Ecrit par Didier Ayres le 10.03.25 dans La Une CED, Les Chroniques, Les Livres

Dans la forêt qui manque, Shiho Kasahara, éditions Quartett, Coll. Théâtre, octobre 2024, 95 pages, 14 €

Dans la forêt qui manque, Shiho Kasahara (par Didier Ayres)

 

Passage

Tout est passage dans cette pièce de Shiho Kasahara. L’on passe de Tokyo à Paris, l’on voyage d’un aéroport à un autre, d’un avion à l’autre. On va et vient. On ne reste pas immobile, et c’est peut-être là une question de dramaturgie. On se meut d’un univers culturel à l’autre. On suit les développements de l’histoire de la pièce comme témoignage d’une quête d’identité. On sent l’auteure vraiment partagée entre deux cultures. Un mélange instable et qui n’en finit pas de ne pas être une émulsion.

D’un côté le Japon, terres du père, et de l’autre, la France, forêt de la mère. Aucun des deux parents n’a le dessus, les deux sont énigme et interrogation, comme deux forêts qui ne se ressemblent pas, ici des châtaigniers, là des banzaï. C’est un univers biparti, double et cependant absolument mêlé en lui par des langues étrangères l’une à l’autre. L’héroïne cherche la suture, un brassage, des rapprochements dans l’univers familial composé de deux présences culturellement teintées.
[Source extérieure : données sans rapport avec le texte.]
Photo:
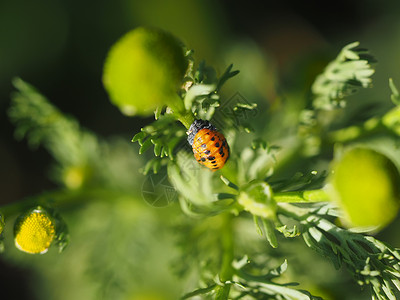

C’est pour cela que nous allons avec le personnage principal d’une ville à une autre, argumenté par des voyages en avions, qui sont aussi des cadres au récit de la pièce. D’un lieu vers un lieu. D’une parole vers une parole. Une langue vers une langue.

ELLE.

Il n’y a rien qui change en vrai, je marchais, il faisait chaud et pourtant il s’est passé quelque chose dans ma tête, des mots, des mots m’ont traversé l’esprit

L’AMI-E.

Des mots

ELLE.

Des mots comme joyeux et pathétique

L’AMI-E.

Comme épuisé et excité

ELLE.

Comme abondant et vide

L’AMI-E.

Comme banal et vertigineux

Tout confine à la mise en scène d’une fracture, d’une double injonction contradictoire, un double-bind au cœur même de l’héroïne. Cette fraction est le ressort dramatique principal. Car cette fraction désigne le personnage principal, comme celui-ci désigne la dramaturge.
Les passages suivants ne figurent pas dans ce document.